OMP: System error #1455: The paging file is too small for this operation to complete

OMP: System error #1455: The paging file is too small for this operation to complete

The title of the thread describes the problem with MKL and I'll provide additional technical details.

37 posts / 0 nouveau(x)
Dernière contribution
Reportez-vous à notre Notice d'optimisation pour plus d'informations sur les choix et l'optimisation des performances dans les produits logiciels Intel.

1. On an Ivy Bridge system with 32GB of RAM and a 64-bit WIndows 7 platform set the following values for Windows paging file:

Initial size (MB): 98304
Maximum size (MB): 131072

2. A test project is attached.

3. Recommended Matrix size is 16,384x16,384

4. Set OMP_NUM_THREADS and KMP_NUM_THREADS to 4 ( for both )

5. Try to encrease values of these environment variables by two. The error has to be reproduced when OMP_NUM_THREADS and KMP_NUM_THREADS are set to 16 ( for both ) or higher values.

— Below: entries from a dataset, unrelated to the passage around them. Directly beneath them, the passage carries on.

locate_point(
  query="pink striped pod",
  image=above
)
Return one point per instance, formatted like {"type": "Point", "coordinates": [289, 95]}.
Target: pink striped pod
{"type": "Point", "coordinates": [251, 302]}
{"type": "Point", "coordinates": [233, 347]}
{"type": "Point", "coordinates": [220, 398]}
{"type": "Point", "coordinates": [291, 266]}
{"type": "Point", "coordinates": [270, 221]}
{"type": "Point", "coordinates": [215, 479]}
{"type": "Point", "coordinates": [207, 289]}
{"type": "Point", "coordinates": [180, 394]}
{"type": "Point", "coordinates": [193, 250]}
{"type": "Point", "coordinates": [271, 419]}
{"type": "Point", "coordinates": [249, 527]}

6. Screenshots will be posted.

7. MKL version is 11.0

Let me know if you have questions and thanks in advance.

Fichiers joints: 

Fichier attachéTaille
Télécharger forttestapp.zip4.9 Ko

[ Screenshot 1 ]

Fichiers joints: 

Fichier attachéTaille
Télécharger forttestapp1.jpg124.21 Ko

[ Screenshot 2 ]

Fichiers joints: 

Fichier attachéTaille
Télécharger forttestapp2.jpg116.61 Ko

[ Screenshot 3 ]

Note: I wonder if the problem could be possibly related to default values of OMP_STACKSIZE or KMP_STACKSIZE?

Fichiers joints: 

Fichier attachéTaille
Télécharger pagingfiletoosmall.jpg189.11 Ko

Hello Sergey,

From the attached picture, it looks the memory (virtual memory) used by the applications is close to limitation. The max size about 130G for system and application almost use that size.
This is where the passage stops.